The EU has named the Northern Ireland border as one of three issues on which “sufficient progress” must be made in order to allow progress to talks on a future trade agreement with Britain after it leaves the bloc in 2019.
“We won’t have all of the answers by the middle of December, but we are looking for significantly more clarity than we currently have from the British negotiating team,” Coveney told parliament.
“Hopefully we will make progress that will allow us to move onto Phase 2 in the middle of December,” he said. “If it is not possible to do that, so be it.”

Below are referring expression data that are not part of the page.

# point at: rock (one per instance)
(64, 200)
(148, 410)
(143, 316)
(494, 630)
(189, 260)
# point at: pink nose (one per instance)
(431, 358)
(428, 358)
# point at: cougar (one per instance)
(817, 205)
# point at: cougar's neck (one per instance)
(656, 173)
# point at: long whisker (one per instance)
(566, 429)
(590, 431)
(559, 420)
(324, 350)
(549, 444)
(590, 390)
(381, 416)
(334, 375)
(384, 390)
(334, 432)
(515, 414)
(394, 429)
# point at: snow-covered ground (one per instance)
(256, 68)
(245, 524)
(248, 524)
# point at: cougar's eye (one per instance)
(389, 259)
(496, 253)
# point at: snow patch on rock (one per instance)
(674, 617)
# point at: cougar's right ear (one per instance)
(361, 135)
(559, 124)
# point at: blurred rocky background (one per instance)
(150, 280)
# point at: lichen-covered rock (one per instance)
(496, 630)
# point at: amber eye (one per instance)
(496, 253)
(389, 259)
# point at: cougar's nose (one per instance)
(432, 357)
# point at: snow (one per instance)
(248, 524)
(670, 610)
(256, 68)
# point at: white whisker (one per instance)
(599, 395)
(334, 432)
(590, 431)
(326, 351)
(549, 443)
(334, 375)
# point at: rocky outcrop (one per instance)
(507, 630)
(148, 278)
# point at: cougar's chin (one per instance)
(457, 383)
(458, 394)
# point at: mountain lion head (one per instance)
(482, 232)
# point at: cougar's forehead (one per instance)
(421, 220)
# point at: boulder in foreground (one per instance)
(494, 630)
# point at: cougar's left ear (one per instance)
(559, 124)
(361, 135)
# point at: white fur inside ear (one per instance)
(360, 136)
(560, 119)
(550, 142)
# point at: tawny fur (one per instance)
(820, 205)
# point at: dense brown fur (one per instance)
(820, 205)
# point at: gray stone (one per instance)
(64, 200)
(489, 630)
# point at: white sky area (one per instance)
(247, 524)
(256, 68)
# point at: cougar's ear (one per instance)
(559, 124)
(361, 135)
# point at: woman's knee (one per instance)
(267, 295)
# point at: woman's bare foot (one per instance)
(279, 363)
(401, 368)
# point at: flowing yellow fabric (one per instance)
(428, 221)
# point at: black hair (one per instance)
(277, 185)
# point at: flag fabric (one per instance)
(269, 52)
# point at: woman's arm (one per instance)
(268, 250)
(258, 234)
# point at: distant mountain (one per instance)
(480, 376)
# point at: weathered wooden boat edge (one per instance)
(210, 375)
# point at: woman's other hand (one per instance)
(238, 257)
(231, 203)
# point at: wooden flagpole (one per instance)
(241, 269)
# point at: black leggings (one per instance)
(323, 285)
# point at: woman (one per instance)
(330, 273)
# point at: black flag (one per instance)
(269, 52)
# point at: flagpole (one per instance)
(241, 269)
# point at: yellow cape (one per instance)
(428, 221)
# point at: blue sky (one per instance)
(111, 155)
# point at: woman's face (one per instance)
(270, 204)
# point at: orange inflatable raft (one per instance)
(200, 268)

Coveney said that very good progress had been made on the maintenance of the common travel area which allows Irish and British citizens travel and work freely in each other’s countries.
But on efforts to maintain an open and frictionless border between the Republic of Ireland and Northern Ireland, he said Dublin would be looking for more than “constructive ambiguity.”
He said the “strong solidarity” between Ireland and fellow EU members had been reaffirmed in recent days.
European Council President Donald Tusk will fly to Dublin on Friday afternoon to discuss the talks.